Home-cage behavior in the Stargazer mutant mouse

In many childhood-onset genetic epilepsies, seizures are accompanied by neurobehavioral impairments and motor disability. In the Stargazer mutant mouse, genetic disruptions of Cacng2 result in absence-like spike-wave seizures, cerebellar gait ataxia and vestibular dysfunction, which limit traditional approaches to behavioral phenotyping. Here, we combine videotracking and instrumented home-cage monitoring to resolve the neurobehavioral facets of the murine Stargazer syndrome. We find that despite their gait ataxia, stargazer mutants display horizontal hyperactivity and variable rates of repetitive circling behavior.
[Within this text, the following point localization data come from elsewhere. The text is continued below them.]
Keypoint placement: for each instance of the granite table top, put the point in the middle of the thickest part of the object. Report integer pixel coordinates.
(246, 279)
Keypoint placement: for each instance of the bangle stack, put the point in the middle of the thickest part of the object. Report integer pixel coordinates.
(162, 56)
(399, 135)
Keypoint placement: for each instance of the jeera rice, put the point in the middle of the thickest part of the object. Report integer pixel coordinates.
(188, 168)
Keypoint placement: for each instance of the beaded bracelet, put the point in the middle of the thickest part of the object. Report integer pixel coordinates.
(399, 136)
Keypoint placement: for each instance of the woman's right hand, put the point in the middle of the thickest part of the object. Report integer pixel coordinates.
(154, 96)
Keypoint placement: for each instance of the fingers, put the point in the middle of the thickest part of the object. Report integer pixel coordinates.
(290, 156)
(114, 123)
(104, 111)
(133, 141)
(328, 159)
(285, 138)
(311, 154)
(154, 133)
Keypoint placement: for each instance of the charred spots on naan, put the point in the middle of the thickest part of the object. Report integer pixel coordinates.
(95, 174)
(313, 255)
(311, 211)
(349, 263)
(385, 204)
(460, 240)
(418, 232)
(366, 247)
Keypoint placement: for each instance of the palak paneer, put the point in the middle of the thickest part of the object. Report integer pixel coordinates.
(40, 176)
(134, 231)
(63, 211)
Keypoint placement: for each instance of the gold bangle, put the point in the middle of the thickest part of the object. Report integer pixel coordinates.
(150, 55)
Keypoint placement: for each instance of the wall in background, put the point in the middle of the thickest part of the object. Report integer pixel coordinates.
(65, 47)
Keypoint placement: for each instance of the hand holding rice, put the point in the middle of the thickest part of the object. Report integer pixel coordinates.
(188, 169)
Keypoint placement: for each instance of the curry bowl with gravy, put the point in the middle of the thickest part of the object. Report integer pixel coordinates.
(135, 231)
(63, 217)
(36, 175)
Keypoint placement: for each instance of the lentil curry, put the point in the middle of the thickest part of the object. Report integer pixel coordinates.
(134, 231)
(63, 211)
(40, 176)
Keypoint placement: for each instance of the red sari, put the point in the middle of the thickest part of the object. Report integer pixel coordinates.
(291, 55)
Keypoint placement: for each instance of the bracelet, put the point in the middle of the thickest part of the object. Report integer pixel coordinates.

While feeding rhythms, circadian or ultradian oscillations in activity are unchanged, mutants exhibit fragmented bouts of behaviorally defined sleep, atypical licking dynamics and lowered sucrose preference. Mutants also display an attenuated response to visual and auditory home-cage perturbations, together with profound reductions in voluntary wheel-running. Our results reveal that the seizures and ataxia of Stargazer mutants occur in the context of a more pervasive behavioral syndrome with elements of encephalopathy, repetitive behavior and anhedonia. These findings expand our understanding of the function of Cacng2.

Automated summary

In childhood-onset genetic epilepsies, seizures are often accompanied by neurobehavioral impairments and motor disability. By studying the Stargazer mutant mouse, researchers found that disruptions in the Cacng2 gene led to absence-like spike-wave seizures, cerebellar gait ataxia, and vestibular dysfunction. Using video tracking and instrumented home-cage monitoring, they observed that Stargazer mutants exhibited hyperactivity, repetitive circling behavior, fragmented sleep patterns, atypical licking dynamics, decreased sucrose preference, and reduced responses to environmental perturbations. These findings highlight the comprehensive behavioral syndrome associated with Stargazer mutants, providing insights into the function of Cacng2.